News

‘Trailer plan’ floated for soup kitchen

The Salvation Army and county officials are considering a plan to feed Riverhead’s homeless and needy each day from a lunch truck outside the Riverhead County Center.

The program would use the soon-to-be-vacated homeless sex offenders trailers — currently parked in Westhampton Beach and outside the county jail in Riverside — for shelter.

The idea was crafted by Legislator Ed Romaine (R-Center Moriches) and is being considered just as Riverhead’s only soup kitchen — run by Open Arms Care Center — is set to close June 1.

Without running water, the trailers have been deemed unsuitable to house the county’s homeless sex offenders at night. But Mr. Romaine think they might be the perfect place to serve Riverhead’s homeless and needy population.

“Why not use them to feed some hungry people?” said Mr. Romaine, adding that county Department of Social Services Commissioner Greg Blass was “seriously considering” his suggestion.

In a meeting last week, Mr. Romaine stressed to Mr. Blass that those who have used the soup kitchen in the past either walk or use the bus, so the move would not affect parking at the County Center.

“Right now we are exploring the possibility of making a county trailer available for the continuation of the program,” said Mr. Blass, a Jamesport resident. He acknowledged that said a soup kitchen is a much-needed service in the Riverhead area.

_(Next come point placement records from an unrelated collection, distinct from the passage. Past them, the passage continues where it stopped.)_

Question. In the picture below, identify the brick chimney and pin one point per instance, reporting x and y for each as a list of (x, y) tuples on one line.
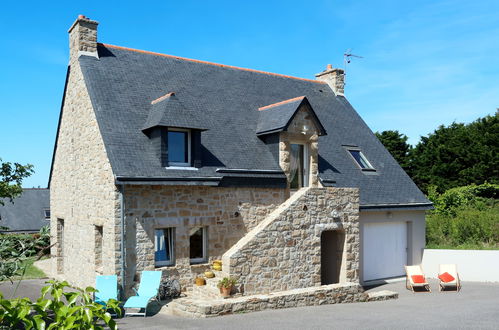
[(335, 78), (83, 38)]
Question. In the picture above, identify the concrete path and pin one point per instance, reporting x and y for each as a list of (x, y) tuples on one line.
[(475, 307)]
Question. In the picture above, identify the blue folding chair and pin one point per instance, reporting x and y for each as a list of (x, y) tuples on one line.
[(148, 290), (107, 286)]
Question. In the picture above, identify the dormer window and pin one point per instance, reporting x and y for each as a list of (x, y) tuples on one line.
[(361, 160), (179, 147)]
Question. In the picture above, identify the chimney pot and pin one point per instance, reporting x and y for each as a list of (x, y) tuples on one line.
[(335, 78), (83, 38)]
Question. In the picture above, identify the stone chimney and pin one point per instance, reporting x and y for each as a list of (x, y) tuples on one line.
[(83, 38), (335, 78)]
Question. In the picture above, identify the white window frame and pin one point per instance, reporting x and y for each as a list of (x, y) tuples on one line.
[(171, 262), (205, 247), (369, 167), (182, 164), (306, 161)]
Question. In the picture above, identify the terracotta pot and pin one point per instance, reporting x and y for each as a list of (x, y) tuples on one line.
[(225, 291)]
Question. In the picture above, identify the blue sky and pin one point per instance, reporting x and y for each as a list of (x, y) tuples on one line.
[(425, 63)]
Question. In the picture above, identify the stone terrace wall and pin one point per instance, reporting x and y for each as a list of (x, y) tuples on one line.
[(284, 251), (229, 214)]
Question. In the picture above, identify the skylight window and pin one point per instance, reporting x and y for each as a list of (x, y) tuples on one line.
[(361, 160)]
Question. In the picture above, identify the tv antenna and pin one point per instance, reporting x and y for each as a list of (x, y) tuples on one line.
[(347, 58)]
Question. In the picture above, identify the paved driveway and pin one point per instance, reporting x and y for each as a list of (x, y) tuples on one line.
[(475, 307)]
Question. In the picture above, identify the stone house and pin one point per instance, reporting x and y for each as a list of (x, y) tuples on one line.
[(169, 163)]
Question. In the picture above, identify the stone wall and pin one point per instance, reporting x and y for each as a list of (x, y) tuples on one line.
[(327, 294), (229, 213), (284, 251), (82, 190)]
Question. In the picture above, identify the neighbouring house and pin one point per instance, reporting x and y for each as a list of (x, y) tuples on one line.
[(168, 163), (27, 213)]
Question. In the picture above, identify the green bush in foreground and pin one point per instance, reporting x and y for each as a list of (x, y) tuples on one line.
[(63, 310), (15, 249)]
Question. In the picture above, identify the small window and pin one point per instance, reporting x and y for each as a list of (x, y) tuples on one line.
[(164, 247), (361, 160), (179, 146), (198, 244), (98, 248)]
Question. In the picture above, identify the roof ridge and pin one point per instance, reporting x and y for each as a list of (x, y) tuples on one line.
[(161, 98), (280, 103), (209, 63)]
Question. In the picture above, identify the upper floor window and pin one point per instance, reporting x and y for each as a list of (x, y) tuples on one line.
[(179, 147), (198, 244), (360, 159), (164, 247)]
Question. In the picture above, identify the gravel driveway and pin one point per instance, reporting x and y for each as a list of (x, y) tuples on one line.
[(475, 307)]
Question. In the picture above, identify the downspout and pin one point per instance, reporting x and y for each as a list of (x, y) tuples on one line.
[(122, 224)]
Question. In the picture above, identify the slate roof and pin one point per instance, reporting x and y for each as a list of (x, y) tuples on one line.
[(26, 214), (277, 117), (168, 111), (123, 82)]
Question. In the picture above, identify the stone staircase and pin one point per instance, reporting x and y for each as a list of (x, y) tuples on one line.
[(210, 290)]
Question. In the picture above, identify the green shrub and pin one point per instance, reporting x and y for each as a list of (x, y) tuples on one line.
[(467, 226), (472, 196), (16, 248), (63, 310)]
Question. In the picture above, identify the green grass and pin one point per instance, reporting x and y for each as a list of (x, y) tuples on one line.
[(32, 271)]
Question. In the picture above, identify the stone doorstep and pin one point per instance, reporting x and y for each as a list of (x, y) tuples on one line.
[(199, 306)]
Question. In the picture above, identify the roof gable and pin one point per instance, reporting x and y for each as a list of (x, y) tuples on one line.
[(168, 111), (226, 99), (277, 117)]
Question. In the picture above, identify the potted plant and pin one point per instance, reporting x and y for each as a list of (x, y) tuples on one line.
[(225, 285), (200, 281)]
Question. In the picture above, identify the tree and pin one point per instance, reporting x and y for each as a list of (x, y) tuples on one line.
[(11, 178), (396, 144), (458, 155)]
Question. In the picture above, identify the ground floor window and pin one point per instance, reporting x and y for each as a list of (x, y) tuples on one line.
[(164, 247), (198, 244), (60, 246), (98, 231)]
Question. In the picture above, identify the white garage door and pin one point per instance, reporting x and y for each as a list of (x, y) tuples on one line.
[(385, 250)]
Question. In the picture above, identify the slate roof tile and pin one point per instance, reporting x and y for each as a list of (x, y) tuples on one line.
[(123, 82)]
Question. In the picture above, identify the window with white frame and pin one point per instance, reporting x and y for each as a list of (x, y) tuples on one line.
[(164, 247), (179, 147), (198, 244), (360, 159)]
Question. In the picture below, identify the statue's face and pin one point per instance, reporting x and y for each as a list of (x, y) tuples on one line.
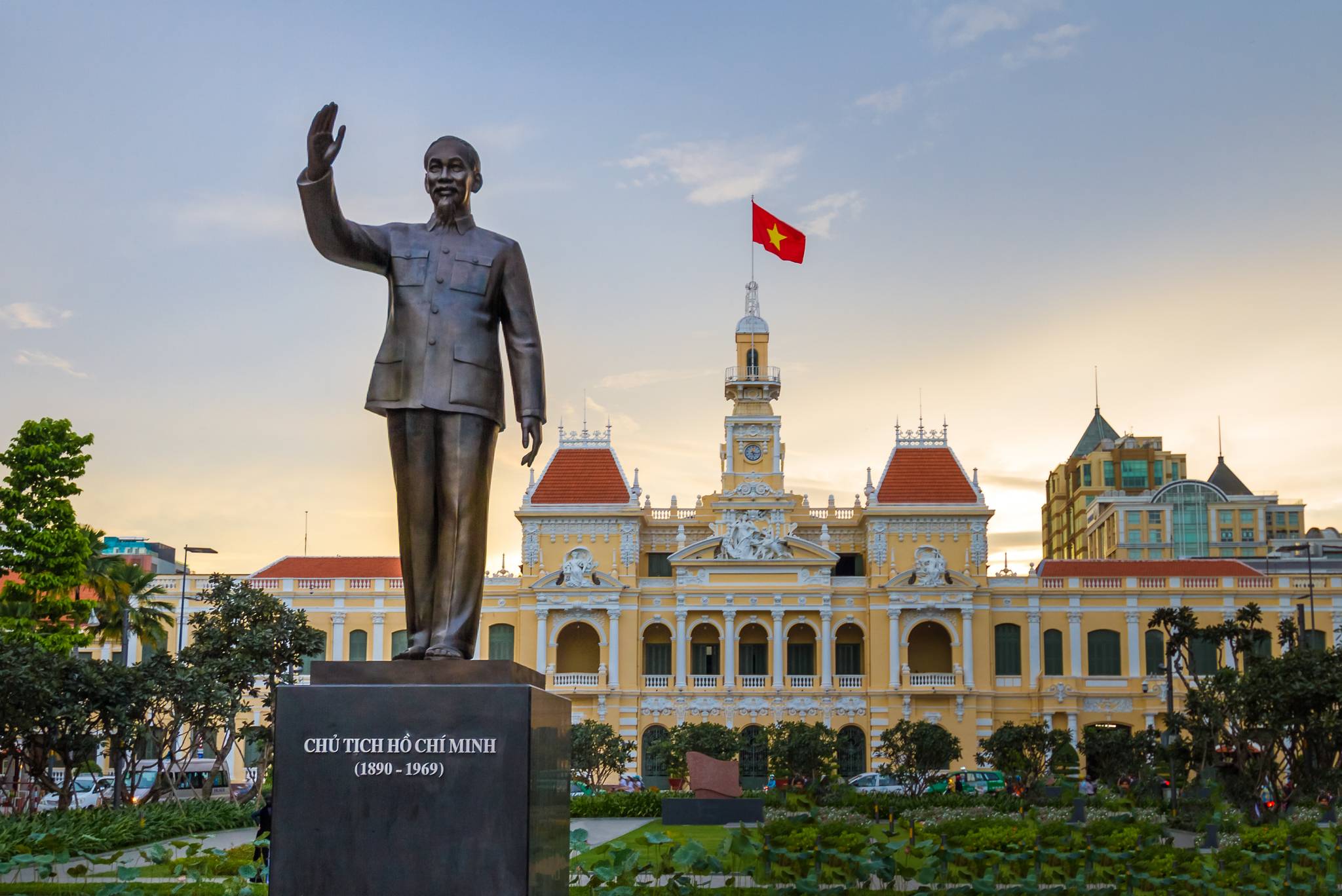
[(449, 179)]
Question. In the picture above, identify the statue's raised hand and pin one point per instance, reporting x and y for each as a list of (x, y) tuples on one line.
[(322, 145)]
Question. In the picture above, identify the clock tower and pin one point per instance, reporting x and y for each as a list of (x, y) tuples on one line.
[(752, 455)]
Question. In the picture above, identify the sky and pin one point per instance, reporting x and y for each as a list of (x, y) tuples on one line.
[(999, 198)]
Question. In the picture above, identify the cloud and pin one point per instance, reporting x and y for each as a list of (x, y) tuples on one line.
[(1058, 43), (716, 171), (43, 360), (827, 208), (639, 379), (964, 23), (240, 216), (24, 316), (885, 101)]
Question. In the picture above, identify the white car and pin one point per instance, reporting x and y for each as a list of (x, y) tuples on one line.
[(875, 782), (86, 794)]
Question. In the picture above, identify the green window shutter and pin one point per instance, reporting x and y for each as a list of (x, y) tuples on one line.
[(1103, 652), (501, 641), (1155, 651), (1007, 648), (1052, 652), (357, 646)]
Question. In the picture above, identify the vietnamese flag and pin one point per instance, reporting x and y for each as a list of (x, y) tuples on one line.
[(776, 236)]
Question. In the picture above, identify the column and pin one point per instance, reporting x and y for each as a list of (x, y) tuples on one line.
[(543, 639), (1134, 644), (337, 647), (826, 651), (777, 648), (1074, 631), (967, 619), (892, 614), (612, 660), (729, 650), (1037, 648), (376, 652), (682, 647)]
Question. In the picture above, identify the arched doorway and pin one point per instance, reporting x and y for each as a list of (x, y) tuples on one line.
[(755, 656), (705, 656), (929, 654), (577, 650), (801, 656), (755, 758), (849, 656), (853, 751), (654, 770)]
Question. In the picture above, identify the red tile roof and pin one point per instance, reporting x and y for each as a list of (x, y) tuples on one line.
[(332, 568), (925, 477), (581, 477), (1148, 568)]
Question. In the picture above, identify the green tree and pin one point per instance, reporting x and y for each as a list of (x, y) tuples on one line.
[(247, 641), (1023, 750), (797, 749), (598, 751), (126, 607), (1113, 751), (48, 717), (709, 738), (918, 751), (41, 542)]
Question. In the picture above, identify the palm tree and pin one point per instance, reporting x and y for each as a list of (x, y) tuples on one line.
[(126, 607)]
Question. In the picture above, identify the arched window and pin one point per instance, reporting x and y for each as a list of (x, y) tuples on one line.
[(1103, 654), (1007, 648), (853, 751), (501, 641), (1052, 652), (755, 758), (357, 646), (653, 766), (320, 654), (1155, 651)]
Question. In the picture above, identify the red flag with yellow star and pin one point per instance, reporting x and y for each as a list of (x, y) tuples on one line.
[(776, 236)]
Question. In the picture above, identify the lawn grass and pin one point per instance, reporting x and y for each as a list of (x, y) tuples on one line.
[(225, 865)]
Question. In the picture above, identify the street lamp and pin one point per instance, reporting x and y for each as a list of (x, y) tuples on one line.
[(182, 613)]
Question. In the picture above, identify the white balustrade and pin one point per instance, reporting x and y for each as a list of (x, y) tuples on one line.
[(577, 679), (932, 679)]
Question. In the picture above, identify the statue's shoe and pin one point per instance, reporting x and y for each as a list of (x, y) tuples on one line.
[(443, 654)]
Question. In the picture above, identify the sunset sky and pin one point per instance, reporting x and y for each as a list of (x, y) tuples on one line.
[(997, 196)]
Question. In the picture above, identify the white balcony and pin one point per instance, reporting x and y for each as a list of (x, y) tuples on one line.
[(577, 679), (932, 679)]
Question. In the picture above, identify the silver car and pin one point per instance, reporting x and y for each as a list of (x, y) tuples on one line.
[(877, 782)]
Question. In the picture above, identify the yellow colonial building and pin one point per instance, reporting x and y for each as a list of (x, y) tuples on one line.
[(753, 607)]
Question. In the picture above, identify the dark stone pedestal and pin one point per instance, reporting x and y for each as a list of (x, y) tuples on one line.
[(449, 777), (712, 812)]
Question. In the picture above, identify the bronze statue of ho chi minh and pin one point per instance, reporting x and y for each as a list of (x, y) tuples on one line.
[(438, 377)]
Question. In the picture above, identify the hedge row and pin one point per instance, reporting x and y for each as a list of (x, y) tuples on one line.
[(106, 828)]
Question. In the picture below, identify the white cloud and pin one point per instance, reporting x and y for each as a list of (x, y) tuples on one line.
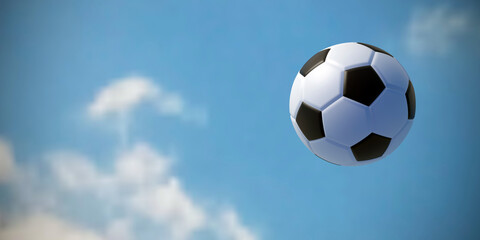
[(41, 226), (141, 183), (119, 229), (73, 170), (231, 228), (438, 29), (141, 165), (124, 94), (7, 164)]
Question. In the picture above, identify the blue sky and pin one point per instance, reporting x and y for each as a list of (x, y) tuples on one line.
[(226, 68)]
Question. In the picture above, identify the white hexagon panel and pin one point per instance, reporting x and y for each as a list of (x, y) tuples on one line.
[(352, 104)]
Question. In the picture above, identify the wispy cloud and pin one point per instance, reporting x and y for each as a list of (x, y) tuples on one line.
[(140, 184), (138, 188), (124, 94), (6, 161), (41, 226), (437, 29)]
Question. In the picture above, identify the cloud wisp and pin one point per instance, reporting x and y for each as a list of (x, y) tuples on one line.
[(6, 161), (124, 198), (140, 184), (438, 29), (124, 94)]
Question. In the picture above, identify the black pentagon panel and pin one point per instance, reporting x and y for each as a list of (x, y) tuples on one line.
[(376, 49), (314, 62), (410, 95), (373, 146), (310, 122), (362, 84)]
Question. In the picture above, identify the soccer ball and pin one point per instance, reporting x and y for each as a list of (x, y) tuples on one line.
[(352, 104)]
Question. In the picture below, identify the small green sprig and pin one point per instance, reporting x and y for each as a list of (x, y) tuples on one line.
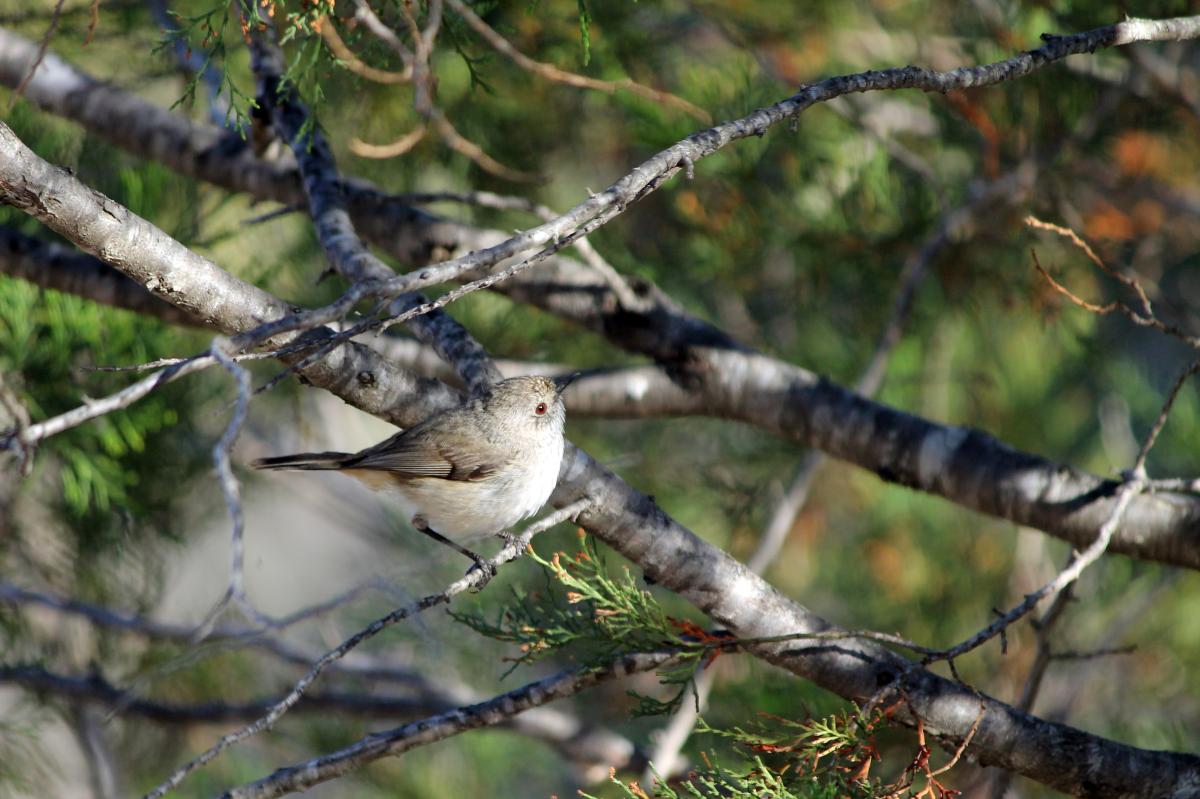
[(599, 617)]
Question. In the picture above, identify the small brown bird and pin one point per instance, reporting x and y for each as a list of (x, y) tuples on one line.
[(468, 470)]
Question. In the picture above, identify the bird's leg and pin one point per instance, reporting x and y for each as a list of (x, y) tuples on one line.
[(508, 538), (421, 526)]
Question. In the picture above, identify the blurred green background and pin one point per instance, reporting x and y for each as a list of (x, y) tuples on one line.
[(792, 242)]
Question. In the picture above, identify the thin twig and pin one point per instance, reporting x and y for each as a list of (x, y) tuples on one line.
[(551, 72), (473, 580), (41, 53), (442, 726)]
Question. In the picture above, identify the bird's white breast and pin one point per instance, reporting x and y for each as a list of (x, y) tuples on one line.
[(467, 509)]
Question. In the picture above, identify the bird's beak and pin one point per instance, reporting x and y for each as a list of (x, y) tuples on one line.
[(563, 380)]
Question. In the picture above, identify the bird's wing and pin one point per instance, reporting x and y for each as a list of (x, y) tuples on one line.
[(415, 454)]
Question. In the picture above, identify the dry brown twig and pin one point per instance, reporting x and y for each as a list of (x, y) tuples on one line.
[(354, 64), (1145, 316), (551, 72)]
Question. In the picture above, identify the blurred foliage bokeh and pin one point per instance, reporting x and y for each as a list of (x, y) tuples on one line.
[(793, 242)]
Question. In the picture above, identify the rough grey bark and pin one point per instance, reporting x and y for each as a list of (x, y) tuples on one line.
[(63, 269), (700, 370), (1062, 757)]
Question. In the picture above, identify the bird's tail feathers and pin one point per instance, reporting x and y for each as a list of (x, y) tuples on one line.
[(304, 461)]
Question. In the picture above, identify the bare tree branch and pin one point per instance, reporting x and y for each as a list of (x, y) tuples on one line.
[(439, 727), (582, 743), (669, 553), (61, 269), (474, 580), (711, 376), (335, 229)]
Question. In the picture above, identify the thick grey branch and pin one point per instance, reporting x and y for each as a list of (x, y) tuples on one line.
[(1056, 755), (442, 726), (335, 229), (708, 371), (63, 269)]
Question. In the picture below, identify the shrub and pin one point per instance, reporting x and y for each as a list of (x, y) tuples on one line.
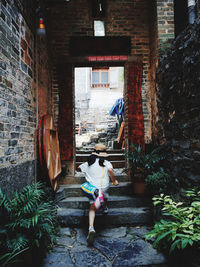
[(138, 159), (27, 224), (180, 227), (158, 182)]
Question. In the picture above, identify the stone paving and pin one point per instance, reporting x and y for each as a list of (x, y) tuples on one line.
[(117, 247)]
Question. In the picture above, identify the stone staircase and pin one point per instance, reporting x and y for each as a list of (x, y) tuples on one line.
[(124, 207)]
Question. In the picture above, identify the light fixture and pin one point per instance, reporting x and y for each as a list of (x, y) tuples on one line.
[(41, 28)]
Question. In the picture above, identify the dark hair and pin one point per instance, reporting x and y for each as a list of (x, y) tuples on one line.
[(92, 158)]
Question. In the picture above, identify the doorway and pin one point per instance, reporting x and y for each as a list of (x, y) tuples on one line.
[(99, 106)]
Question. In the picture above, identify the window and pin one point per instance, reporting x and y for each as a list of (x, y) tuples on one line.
[(100, 77)]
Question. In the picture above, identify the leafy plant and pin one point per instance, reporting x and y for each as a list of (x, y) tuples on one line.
[(139, 160), (27, 223), (180, 226), (158, 182)]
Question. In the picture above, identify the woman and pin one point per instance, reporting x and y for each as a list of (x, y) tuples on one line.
[(97, 171)]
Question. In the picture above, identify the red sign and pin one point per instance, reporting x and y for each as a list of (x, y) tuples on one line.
[(108, 58)]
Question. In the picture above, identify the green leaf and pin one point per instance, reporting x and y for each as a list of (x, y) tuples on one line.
[(162, 236), (174, 244)]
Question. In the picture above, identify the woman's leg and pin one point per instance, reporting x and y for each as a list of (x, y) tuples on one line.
[(91, 215), (91, 233)]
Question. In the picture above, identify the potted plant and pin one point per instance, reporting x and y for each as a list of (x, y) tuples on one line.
[(140, 165), (158, 182)]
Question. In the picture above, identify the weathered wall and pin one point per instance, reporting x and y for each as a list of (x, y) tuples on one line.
[(18, 98), (129, 18), (179, 109), (122, 19)]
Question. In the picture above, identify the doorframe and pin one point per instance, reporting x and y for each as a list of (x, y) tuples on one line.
[(96, 64)]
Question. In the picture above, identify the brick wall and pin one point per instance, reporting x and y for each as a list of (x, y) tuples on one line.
[(165, 21), (18, 96), (123, 18), (129, 18)]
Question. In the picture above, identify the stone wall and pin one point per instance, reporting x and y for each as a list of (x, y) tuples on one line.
[(18, 97)]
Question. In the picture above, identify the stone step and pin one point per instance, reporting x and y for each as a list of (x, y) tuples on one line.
[(116, 164), (79, 178), (111, 151), (115, 217), (111, 157), (74, 190), (113, 202)]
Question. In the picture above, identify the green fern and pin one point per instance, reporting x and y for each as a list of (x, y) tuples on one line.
[(27, 221)]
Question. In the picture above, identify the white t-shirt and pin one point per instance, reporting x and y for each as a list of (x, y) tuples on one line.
[(93, 173)]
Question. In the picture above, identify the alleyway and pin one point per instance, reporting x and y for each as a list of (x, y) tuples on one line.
[(122, 247)]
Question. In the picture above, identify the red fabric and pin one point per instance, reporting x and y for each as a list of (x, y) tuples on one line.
[(65, 120), (135, 113)]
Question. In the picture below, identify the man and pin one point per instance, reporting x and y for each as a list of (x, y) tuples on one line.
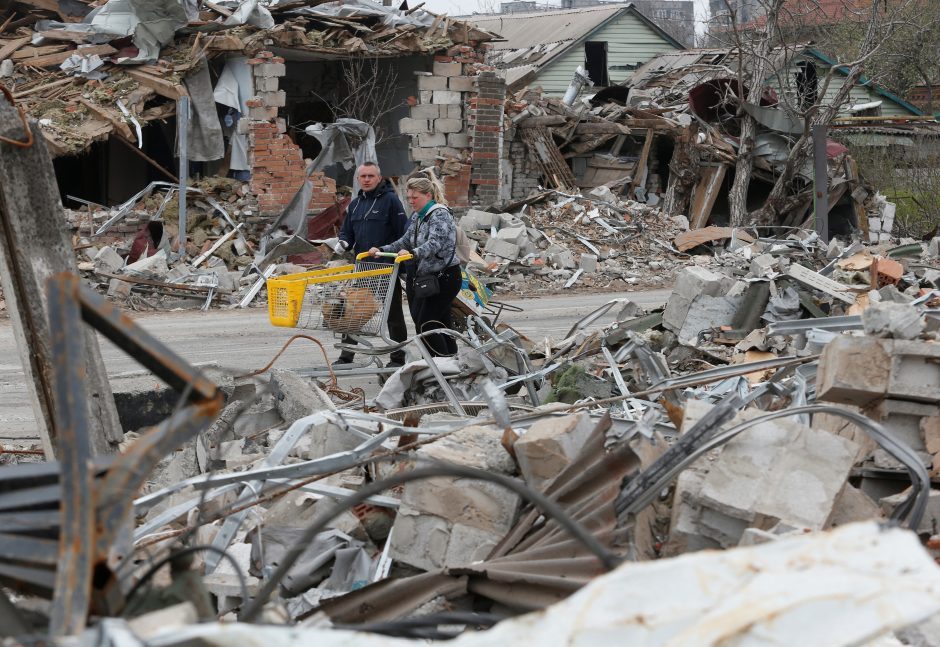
[(375, 217)]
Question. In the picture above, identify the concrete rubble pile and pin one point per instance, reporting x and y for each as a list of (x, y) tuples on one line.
[(602, 462), (555, 241)]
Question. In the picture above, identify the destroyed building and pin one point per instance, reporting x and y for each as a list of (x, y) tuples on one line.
[(749, 457)]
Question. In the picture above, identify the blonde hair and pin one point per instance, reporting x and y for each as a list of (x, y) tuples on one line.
[(426, 181)]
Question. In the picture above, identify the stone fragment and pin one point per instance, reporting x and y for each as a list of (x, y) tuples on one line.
[(692, 282), (893, 320), (550, 445), (108, 260), (448, 521)]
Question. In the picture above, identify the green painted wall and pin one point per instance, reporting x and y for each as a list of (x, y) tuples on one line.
[(629, 41), (858, 94)]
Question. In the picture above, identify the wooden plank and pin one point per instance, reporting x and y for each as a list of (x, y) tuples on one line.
[(161, 86), (58, 59), (705, 194), (111, 116), (639, 174), (11, 46)]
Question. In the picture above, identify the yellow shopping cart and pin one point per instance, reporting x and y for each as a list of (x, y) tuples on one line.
[(350, 299)]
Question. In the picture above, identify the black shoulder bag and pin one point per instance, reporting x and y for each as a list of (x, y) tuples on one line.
[(428, 285)]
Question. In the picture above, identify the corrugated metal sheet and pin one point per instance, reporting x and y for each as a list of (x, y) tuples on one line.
[(537, 563), (522, 31)]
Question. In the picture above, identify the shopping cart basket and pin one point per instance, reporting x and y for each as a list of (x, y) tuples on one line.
[(350, 299)]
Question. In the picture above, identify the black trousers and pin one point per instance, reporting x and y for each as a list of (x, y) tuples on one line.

Since January 2008, the Riverhead Long Island Rail Road station, which the Metropolitan Transit Authority owns but no longer uses, has played host to the soup kitchen.

But earlier this year, Riverhead Supervisor Sean Walter said the town, which subleases the station to Open Arms, would not be renewing that agreement when it expires June 1. The supervisor and other critics have said that while a soup kitchen is important to the town, Riverhead’s transit hub is a bad location for it.

Under Mr. Romaine’s plan, the Salvation Army would provide lunch using a coffee truck and the needy could eat at tables set up inside or outside the trailers near the county center in Riverside. Former Open Arms volunteers would continue to serve the food, though the organization’s director, Zona Stroy, said she will no longer be running the program.

Captain Richard Sanchez of the Salvation Army in Riverhead said he couldn’t give further specifics on how the program would operate, because nothing was set in stone.

Mr. Walter said the town would do whatever it could to help the program along. He noted it’s the county’s responsibility, not the town’s, to oversee social service issues such as feeding the homeless.

“I think that fits better,” Mr. Walter said.

Mr. Romaine said the plan wouldn’t cost Suffolk County taxpayers “much of anything.”

County officials have not offered a timeline on when the Riverside trailer program would be abandoned after a judge ruled the shelter inadequate. But Mark Smith, a spokesman for County Executive Steve Levy, told the News-Review “the clock is ticking.” The county is looking to replace the trailer in Westhampton Beach with a larger trailer outfitted with running water, but that move has been so far blocked in court.

As for the soup kitchen proposal, Open Arms volunteer Hal Lindstrom, who earlier this month organized a protest against the town’s push to move the soup kitchen, said that although a downtown location would have been ideal, the new plan is an agreeable solution.

“It is not as accessible as the train station,” he said, but the area’s needy “should be able to get there.”